In the movie, the young lovers Jack (Leonardo DiCaprio) and Rose (Kate Winslet) are stranded on a floating door after the sinking of the eponymous ocean liner. Rose climbs atop the piece of flotsam, but it begins to capsize when Jack tries to get on. Jack, being madly in love with Rose, allows her to remain on the door and drowns in the freezing Atlantic. Since the film’s release, fans and critics alike have complained that Jack’s death was unnecessary.

Mythbusters” hosts Jamie Hyneman and Adam Savage previously tested the Titanic scene in 2013 and ultimately found that Jack could have survived if they had put Rose’s life vest under the door to help keep it afloat.

Cameron disputed these claims in a recent interview with The Toronto Sun, in which he promoted his upcoming film “Avatar: The Way of Water.” Cameron told the Sun that there was no way Jack would have realistically survived the event. “We have done a scientific study to put this whole thing to rest and drive a stake through its heart once and for all,” Cameron said.

The award-winning director described this study as a “thorough forensic analysis with a hypothermia expert” that recreated the scene from the movie. “We took two stunt people who were the same body mass of Kate and Leo and we put sensors all over them and inside them and we put them in ice water and we tested to see whether they could have survived through a variety of methods and the answer was, there was no way they both could have survived. Only one could survive,” Cameron said, adding that Jack also “needed to die” for plot-related reasons.

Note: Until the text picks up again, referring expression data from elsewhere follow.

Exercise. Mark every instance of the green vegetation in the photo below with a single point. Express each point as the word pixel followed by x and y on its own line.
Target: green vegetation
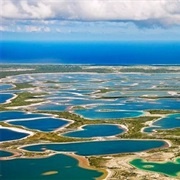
pixel 163 111
pixel 22 86
pixel 20 100
pixel 97 161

“It’s like Romeo and Juliet. It’s a movie about love and sacrifice and mortality. The love is measured by the sacrifice,” Cameron said. “Maybe I didn’t do it in a way that everyone agrees with, but Jack had to die. It’s that simple. If I had to make the raft smaller, it would have been smaller.”

National Geographic will air Cameron’s study on Valentine’s Day as “Titanic” makes a return to theaters.